安全面の“小1の壁”は「親子で通学路チェック」で対策

 いわゆる「小1の壁」には様々な要因があると思いますが、「子どもが無事に学校に行き、家に帰って来られるか?」という通学の安全面での不安も大きな要因ではないでしょうか。

 とりあえず毎朝ランドセルに防犯ブザーをぶら下げさせて、見送りができる場所までついていって送り出している……というお父さんお母さんは少なくないと思います。でも、「とにかく心配!」と漠然とした不安を抱えたままでは、何も解決しません。

 大事なのは、不安のもとを“見える化”すること。それも、“親子で一緒に”というのがポイントです。

 具体的には、時間のある休日などを使って、通学路を子どもと一緒にゆっくりと歩いて往復してみましょう。できれば、朝と夕方、実際に子どもが歩く時間帯にするのがおすすめです。

 公立小学校の場合、通学路というのは自宅から近隣の学校までの見慣れた道ということが多く、だからこそ「分かったつもり」になりがちです。
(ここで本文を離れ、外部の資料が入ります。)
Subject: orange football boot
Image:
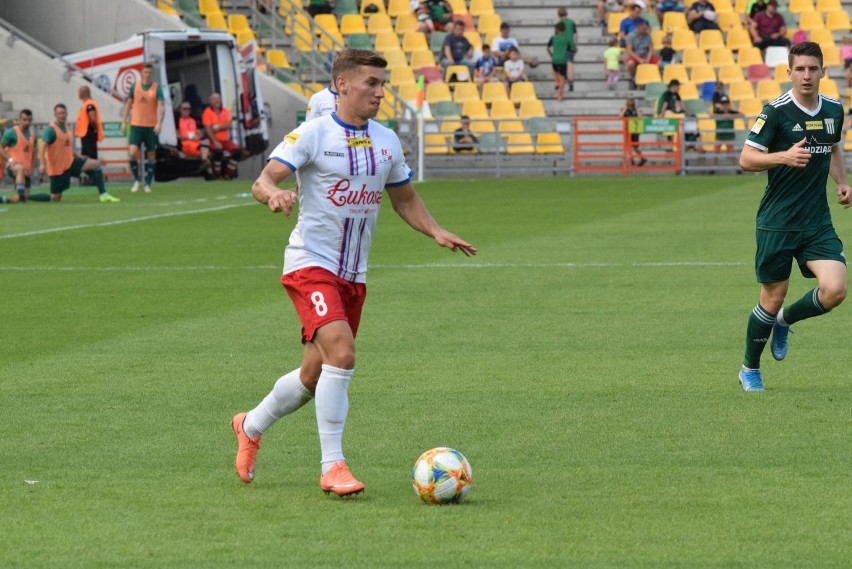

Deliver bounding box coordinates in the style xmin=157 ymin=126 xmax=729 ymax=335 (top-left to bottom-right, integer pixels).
xmin=320 ymin=461 xmax=365 ymax=497
xmin=231 ymin=412 xmax=261 ymax=483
でも、今一度、子どもの目線で、「危険はひそんでいないか?」という意識で歩いてみてください。夕方に暗くなる茂みや、交差点の死角、先月にはなかった工事現場の覆い、子どもがすっぽり隠れられそうな壁の隙間などなど、きっといくつもの発見があるはずです。

 加えて、子どもは「大人が想像しない行動」をとる天才です。穴があれば入りたくなり、音がすれば近寄りたくなる。子どもならではの豊かな好奇心は健全な成長を促すものですが、時に危険を呼び込むこともあります。一緒に歩きながら、子どもが興味を持ったところがあれば、その好奇心を受け止めつつ、「でも、近づいちゃったら、こういう危険もあるよね」などと教えてあげてください。

 通学路チェックは、親子の遊びのような感覚で気軽にやってみるといいと思います。「危険な場所探しゲームをしよう!」と子どもが楽しめるように誘って、大きな紙にルートを描きとりながら歩き、オリジナルの「通学路マップ」を作るのもいいと思います。「危険な場所」として挙げられるスポットは例えばこんなところです。

・高い塀や植栽で見通しが悪くなっている道路
・樹木が多く、外から中を見渡せない公園
・人けがない空き地
・いつもと環境が変わる工事現場
・侵入が可能な空き家
(※著書『子どもの防犯マニュアル』から抜粋)

 親子で通学路チェックをした後も、子どもの意識を定着させるために、時々「最近、通学路に変わったことない?」などと声をかけるようにしてください。親が何も言わなければ、子どもは「もう大丈夫なんだ」と安心しきってしまうかもしれません。

 また、あまりにも危険な場所が目立つ場合には、そのルートが本当に通学路に適しているかどうか、率直に学校に相談してみてもいいでしょう。

 不審者や交通事故のリスクをゼロにすることは不可能ですが、リスクを減らす努力はいくらでもできるのです。